Living with a disability can feel just like that, disabling and debilitating. It can be even more challenging when it is not a visible physical impairment. Those living with a mental condition face daily challenges; however, the general public may not see this or fully understand this. Thus, some do not believe those suffering from a mental illness, whether acquired at birth or later in life, deserve to enjoy the same benefits as those living with a physical impairment.

This is an ongoing obstacle faced by those living with a mental disorder; however, this does not mean the Social Security Administration does not qualify these individuals for Social Security disability benefits. In order to understand whether you are in fact eligible to apply for SSD benefits, it is important to note the list of impairments.

Based on the information provided on the SSA's website, a mental disorder must be serious and persistent. With regards to neurocognitive disorders, a child between the ages of three and 18 could qualify if he or she has a significant decline in complex attention, executive function, learning and memory, language, perceptual-motor or social cognition.
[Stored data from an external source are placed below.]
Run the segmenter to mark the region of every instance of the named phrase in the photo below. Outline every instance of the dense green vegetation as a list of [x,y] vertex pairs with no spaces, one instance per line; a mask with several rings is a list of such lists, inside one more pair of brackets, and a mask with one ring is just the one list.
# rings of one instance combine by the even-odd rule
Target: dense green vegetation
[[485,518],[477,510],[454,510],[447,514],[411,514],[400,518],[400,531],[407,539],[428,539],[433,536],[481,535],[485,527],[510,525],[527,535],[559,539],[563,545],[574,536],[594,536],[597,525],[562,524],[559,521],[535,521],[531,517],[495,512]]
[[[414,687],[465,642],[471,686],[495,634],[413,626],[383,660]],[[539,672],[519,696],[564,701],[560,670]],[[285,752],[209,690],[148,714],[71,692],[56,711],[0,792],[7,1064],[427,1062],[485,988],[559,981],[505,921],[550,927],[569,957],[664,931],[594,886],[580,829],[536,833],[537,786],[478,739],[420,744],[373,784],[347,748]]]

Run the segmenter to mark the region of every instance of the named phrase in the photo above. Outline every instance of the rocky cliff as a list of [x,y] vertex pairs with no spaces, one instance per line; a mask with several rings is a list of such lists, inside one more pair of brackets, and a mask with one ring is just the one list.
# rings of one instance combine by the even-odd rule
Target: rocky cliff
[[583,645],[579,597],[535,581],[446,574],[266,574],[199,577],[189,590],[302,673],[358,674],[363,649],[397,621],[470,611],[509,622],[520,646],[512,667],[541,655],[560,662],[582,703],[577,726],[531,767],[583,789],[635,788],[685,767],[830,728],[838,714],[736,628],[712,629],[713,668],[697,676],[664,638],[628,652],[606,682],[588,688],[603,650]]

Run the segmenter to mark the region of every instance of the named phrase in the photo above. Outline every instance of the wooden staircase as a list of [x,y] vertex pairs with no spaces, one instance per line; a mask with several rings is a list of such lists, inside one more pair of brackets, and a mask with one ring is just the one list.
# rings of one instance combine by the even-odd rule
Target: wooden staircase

In addition, the child must have extreme limitations in understanding, remembering and applying information, interacting with others, concentrating, persisting or maintain pace or adapting or managing oneself. If none of these are met, a child could still qualify if the disorder is serious and persistent, lasting for over a period of two years.

While children are not the only ones who suffer from a mental illness, they are a vulnerable population that deserves to obtain benefits they require to meet their basic needs. In order to determine if your child qualifies for SSD benefits, it is important to understand the application process and what can be done if you are initially denied benefits.